Due to terrible motion sickness, I don't fly well and I am often a bit rattled on landing. I couldn't wait to get to our hotel to freshen up and get something to eat.
This was our first experience with Disney's Magical Express, the complimentary transportation from the airport to the Walt Disney World resort. The bus driver, we'll call him Sam, was all smiles when we boarded however that disappeared as he contended with heavy holiday traffic and blown schedules. None of his ire was directed as his passengers but it was a surprise that he would be so vocal about his distress.
Upon arrival, a Disney hotel cast member greeted us by name and escorted us into the hotel lobby. Her smiling face and cheery demeanor were as bright as the Florida sunshine and did much to erase the tense beginning to our vacation.

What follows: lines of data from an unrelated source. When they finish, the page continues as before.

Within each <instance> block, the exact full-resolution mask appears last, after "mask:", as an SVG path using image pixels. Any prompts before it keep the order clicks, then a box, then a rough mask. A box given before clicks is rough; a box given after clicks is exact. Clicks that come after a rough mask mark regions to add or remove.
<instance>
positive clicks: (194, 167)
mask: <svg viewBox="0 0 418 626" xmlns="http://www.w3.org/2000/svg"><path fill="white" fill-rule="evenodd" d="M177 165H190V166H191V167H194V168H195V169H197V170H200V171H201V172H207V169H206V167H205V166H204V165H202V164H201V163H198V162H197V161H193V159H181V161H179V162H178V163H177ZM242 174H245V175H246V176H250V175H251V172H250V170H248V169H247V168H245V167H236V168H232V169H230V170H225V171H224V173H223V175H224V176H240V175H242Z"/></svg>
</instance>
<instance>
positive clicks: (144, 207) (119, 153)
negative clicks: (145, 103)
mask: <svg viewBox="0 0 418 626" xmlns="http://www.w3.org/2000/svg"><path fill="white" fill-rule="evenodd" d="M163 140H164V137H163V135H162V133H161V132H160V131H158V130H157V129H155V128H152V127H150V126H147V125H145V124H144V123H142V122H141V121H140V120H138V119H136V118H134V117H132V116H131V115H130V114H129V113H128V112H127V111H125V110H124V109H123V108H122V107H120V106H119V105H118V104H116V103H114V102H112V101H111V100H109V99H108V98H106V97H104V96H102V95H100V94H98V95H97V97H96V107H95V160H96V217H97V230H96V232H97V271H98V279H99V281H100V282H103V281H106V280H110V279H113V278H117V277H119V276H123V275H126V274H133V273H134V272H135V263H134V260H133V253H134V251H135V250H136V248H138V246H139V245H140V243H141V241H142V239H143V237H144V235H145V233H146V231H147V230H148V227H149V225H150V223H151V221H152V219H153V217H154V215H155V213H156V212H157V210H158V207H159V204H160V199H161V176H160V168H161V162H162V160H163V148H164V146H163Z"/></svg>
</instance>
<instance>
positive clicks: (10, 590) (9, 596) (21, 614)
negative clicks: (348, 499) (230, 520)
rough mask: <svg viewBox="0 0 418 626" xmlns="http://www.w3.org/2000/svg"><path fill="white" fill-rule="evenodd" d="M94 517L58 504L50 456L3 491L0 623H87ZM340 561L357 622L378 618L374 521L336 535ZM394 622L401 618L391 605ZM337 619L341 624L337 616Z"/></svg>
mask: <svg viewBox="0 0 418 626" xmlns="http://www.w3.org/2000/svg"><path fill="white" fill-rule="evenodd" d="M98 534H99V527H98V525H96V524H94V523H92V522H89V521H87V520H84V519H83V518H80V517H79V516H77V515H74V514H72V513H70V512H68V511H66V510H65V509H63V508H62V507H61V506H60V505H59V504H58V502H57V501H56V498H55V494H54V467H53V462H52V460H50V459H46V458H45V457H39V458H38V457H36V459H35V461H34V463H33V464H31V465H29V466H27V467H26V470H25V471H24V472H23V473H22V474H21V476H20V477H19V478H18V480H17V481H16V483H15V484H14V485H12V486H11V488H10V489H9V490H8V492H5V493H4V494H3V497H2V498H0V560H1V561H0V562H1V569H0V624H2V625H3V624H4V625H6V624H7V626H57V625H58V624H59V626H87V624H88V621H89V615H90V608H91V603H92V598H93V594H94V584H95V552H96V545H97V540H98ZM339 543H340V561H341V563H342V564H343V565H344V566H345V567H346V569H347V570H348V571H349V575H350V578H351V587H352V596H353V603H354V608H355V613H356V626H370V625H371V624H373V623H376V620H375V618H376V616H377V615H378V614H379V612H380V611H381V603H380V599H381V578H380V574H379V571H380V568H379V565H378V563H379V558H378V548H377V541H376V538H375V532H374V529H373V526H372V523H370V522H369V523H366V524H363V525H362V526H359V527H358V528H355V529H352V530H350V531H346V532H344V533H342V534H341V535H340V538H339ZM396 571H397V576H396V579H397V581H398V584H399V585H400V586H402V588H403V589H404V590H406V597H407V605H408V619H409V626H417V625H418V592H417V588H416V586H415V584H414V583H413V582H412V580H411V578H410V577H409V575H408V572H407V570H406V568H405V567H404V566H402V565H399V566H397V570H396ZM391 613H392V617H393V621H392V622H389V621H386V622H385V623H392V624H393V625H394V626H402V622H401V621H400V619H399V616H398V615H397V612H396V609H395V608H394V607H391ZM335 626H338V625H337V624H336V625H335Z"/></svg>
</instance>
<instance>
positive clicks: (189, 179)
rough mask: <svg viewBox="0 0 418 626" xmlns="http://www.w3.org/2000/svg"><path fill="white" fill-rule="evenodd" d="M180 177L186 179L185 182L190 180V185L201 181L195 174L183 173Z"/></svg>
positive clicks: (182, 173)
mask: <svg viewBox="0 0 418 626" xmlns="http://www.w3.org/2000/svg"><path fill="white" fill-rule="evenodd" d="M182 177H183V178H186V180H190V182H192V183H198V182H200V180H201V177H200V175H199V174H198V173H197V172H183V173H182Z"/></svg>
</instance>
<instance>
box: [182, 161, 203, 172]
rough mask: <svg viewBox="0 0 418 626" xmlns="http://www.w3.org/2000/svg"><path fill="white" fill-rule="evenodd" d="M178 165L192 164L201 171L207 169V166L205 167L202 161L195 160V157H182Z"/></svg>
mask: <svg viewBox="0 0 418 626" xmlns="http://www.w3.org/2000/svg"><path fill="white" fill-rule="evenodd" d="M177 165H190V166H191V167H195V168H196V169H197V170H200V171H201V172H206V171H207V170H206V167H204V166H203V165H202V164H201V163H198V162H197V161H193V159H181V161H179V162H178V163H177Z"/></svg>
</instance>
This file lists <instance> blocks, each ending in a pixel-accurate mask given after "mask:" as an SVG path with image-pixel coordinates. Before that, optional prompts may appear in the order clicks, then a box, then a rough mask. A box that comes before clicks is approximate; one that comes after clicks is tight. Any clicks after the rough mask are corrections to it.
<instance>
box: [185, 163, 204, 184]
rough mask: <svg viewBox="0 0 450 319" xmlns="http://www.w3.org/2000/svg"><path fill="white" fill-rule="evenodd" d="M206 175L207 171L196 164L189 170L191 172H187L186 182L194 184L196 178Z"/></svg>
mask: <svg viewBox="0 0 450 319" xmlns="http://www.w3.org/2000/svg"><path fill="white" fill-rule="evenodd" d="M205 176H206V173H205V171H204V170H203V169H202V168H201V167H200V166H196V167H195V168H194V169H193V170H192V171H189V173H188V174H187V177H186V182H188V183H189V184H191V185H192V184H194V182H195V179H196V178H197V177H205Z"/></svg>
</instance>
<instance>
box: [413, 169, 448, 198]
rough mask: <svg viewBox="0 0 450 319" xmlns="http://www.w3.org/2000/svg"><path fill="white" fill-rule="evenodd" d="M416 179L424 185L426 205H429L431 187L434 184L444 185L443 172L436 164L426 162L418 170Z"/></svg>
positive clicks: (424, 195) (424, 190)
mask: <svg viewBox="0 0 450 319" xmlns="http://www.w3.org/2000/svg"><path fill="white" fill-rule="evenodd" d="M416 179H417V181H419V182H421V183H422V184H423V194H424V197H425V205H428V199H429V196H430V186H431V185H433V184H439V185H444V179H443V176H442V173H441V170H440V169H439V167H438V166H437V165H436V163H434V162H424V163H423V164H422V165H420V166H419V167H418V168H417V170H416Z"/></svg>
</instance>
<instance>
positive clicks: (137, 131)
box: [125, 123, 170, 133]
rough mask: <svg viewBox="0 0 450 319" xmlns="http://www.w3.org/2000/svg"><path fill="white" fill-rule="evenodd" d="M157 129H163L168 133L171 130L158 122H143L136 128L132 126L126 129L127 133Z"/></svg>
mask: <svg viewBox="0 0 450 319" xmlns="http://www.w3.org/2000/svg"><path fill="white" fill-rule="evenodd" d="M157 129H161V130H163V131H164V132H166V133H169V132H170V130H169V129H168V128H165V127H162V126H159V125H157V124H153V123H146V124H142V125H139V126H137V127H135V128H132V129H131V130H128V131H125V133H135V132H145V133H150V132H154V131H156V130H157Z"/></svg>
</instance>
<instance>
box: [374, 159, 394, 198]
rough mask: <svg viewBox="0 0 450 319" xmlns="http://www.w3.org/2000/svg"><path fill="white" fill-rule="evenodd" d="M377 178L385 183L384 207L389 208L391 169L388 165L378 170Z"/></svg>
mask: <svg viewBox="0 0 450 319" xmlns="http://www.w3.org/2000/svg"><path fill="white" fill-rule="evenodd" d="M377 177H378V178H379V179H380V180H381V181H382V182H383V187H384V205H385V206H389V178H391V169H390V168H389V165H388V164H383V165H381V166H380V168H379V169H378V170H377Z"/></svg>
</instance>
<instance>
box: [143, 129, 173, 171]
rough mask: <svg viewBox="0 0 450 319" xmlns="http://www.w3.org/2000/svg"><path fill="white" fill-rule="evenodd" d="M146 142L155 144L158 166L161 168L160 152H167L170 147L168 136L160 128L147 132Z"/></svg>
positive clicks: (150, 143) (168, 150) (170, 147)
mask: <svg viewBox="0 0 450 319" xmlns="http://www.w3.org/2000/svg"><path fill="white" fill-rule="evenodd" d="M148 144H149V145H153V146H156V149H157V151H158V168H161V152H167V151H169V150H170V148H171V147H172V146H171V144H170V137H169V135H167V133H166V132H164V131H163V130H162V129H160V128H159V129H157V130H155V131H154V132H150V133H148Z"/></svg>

I sympathize with Sam. Traffic back ups and delays are frustrating. We live in the Chicago area and we always speak about our commutes in terms of time, not distance. We know about bad traffic. We had a different driver when we left so we didn't see Sam again. We will always wonder if things improved as his day progressed. We certainly hope so. And, although we always looked for her whenever we passed through the lobby, we never saw the hotel greeter again either.
Two people, two impressions. The manner in which they communicated with us will be with us forever.
There is no way to know how our clients or customers feel when they encounter us. We don't know what happened to them prior to meeting with us so how we initially communicate with them will impact them in ways we cannot imagine. Our vacation experience reminded me how important it is to strive to make that first impression a good one.